# Hello from LA



## meeks (Apr 10, 2005)

Hello, meeks here in Los Angeles. 

Just got back into music about two years age from a 10 year break. I was at a nice school starting to score orchestra pieces before I switched majors, and I dropped everything. Discovered a Computer Music mag at the bookstore and to make a long story short, here I am with GPO, Diva and a bunch of NI stuff.....loving life from 10 PM until 2 AM most nights. I have a lovely wife and three kidsand a classroom full of high school kids studying math, so daylight is demanding..thus my witching hour music schedual. 

Anyway, its been somewhat tough to get back from the theoretical standpoint but not so much the technological bell curve...I thing the math helps but I keep plugin along. My efforts lately have been more devoted to the classical side and with the above mentioned programs, and from the look of it this site, I think I'll stay around awhile.

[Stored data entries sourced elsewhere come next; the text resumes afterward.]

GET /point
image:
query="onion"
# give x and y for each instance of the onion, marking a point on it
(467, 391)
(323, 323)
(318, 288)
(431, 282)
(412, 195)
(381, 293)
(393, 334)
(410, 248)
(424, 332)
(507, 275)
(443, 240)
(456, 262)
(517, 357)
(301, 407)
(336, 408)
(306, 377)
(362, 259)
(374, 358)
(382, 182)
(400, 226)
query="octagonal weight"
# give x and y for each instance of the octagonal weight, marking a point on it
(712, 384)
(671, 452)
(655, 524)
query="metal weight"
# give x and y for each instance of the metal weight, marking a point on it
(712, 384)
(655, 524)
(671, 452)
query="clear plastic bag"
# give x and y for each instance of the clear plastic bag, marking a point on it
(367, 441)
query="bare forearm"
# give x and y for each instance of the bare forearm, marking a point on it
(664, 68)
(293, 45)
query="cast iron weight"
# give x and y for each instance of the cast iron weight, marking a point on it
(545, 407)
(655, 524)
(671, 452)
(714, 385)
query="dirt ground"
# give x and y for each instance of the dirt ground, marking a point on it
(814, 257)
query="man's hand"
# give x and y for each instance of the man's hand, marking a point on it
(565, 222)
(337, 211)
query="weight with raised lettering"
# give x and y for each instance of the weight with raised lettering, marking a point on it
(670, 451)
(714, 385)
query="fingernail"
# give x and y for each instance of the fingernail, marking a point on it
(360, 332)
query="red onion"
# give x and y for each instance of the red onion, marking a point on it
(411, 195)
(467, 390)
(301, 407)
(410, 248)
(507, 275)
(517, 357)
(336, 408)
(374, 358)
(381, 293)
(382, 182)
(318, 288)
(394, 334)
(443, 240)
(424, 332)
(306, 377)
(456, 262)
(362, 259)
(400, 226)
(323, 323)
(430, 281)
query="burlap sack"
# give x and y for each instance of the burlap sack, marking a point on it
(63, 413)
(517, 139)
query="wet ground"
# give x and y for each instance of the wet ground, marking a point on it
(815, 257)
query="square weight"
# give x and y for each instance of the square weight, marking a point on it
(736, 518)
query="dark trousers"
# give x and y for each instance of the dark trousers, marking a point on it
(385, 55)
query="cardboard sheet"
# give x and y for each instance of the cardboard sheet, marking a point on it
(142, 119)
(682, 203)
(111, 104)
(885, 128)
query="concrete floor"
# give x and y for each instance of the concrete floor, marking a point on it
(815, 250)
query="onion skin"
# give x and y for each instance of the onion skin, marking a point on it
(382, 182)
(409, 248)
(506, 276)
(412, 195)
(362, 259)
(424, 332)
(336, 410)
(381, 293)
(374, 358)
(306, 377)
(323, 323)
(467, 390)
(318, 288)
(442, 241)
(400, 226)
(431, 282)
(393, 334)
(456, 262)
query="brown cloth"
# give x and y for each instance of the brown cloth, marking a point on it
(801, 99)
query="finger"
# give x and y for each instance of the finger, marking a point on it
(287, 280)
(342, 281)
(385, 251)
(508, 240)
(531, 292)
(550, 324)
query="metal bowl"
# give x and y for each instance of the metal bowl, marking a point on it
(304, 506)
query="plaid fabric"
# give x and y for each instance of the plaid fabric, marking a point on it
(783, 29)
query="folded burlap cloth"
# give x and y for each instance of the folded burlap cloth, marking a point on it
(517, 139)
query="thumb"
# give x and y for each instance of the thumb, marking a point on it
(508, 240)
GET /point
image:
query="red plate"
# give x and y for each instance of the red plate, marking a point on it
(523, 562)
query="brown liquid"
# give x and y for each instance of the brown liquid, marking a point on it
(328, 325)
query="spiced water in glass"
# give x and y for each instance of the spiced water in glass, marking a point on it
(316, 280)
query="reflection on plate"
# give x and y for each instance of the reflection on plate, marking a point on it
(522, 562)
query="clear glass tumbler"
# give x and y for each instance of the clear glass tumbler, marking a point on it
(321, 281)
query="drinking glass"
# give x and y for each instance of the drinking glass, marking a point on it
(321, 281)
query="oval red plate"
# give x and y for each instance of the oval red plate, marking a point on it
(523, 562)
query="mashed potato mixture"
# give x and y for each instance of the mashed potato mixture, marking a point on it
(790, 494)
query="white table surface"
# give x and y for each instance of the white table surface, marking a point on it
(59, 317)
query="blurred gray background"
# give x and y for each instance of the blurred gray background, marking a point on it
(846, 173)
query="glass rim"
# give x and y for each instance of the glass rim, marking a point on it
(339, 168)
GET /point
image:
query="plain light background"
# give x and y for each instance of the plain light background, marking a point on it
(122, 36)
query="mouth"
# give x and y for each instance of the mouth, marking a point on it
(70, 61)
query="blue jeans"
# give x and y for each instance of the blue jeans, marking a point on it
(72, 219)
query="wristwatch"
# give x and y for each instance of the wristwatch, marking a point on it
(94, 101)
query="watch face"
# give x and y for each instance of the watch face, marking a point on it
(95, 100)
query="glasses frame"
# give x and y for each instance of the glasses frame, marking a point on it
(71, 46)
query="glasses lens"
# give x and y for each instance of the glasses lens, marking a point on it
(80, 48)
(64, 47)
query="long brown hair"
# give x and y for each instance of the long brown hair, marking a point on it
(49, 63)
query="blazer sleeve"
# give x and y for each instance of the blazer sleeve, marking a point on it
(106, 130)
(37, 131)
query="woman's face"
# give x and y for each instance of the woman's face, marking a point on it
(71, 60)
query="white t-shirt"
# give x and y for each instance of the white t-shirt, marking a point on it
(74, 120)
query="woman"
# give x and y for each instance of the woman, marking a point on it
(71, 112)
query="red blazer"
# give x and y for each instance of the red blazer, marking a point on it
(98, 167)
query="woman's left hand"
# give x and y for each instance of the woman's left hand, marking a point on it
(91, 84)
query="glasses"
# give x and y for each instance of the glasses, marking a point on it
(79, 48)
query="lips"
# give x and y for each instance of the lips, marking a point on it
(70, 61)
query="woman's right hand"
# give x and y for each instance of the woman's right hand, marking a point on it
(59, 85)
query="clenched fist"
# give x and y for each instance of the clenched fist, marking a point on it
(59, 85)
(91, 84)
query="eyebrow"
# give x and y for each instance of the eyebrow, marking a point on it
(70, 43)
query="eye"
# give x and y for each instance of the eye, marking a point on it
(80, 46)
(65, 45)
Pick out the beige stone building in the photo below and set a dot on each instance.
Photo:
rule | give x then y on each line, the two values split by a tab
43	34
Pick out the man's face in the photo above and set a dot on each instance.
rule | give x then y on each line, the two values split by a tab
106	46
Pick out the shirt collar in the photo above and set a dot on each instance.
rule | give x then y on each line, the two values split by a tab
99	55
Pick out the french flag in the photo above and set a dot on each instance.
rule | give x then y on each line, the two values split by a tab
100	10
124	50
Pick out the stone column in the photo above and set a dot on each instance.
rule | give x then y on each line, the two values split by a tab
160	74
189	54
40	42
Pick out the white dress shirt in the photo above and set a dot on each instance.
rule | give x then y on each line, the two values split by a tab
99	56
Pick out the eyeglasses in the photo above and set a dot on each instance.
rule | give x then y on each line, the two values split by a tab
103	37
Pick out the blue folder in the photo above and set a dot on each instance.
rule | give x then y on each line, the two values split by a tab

Look forward to meeting everyone...a few I know from KVR.


----------



## Frederick Russ (Apr 10, 2005)

Welcome to VI, meeks! Nice seeing the Californians chiming in.

Regarding getting back into music, have you considered EIS? Check out the *EIS Forum here* - its a very interesting approach to making music - useable in most genres.

At any rate, welcome and enjoy your stay.


----------



## Sid_Barnhoorn (Apr 10, 2005)

Ey Meeks,

How are ya? Welcome to V.I.!

Cheers,


----------



## Alex W (Apr 10, 2005)

Hi Meeks, welcome to V.I.

I'm shocking at maths - I didn't do it in senior highschool (isn't compulsory), but I'd say I can relate to you on a musical level


----------



## Herman Witkam (Apr 10, 2005)

Hi Meeks,
Welcome onboard!
Have you got a website, or some stuff you want us to hear?


----------



## fictionmusic (Apr 13, 2005)

Hi Meeks
I'm a recent guy here myself. I like the witching hour too! My wife is a teacher as well (special ed...she has the patience of a saint). Right now it's 4.30 am my time and I am just taking a wee break. Lets hear some of your stuff!


----------



## CJ (Apr 14, 2005)

Welcome to VI Meeks! I just found it again myself (didn't know it the url changed - maybe a redirect). 8)


----------



## meeks (Apr 15, 2005)

Thank you all for the warm welcome...website is coming up soon.


----------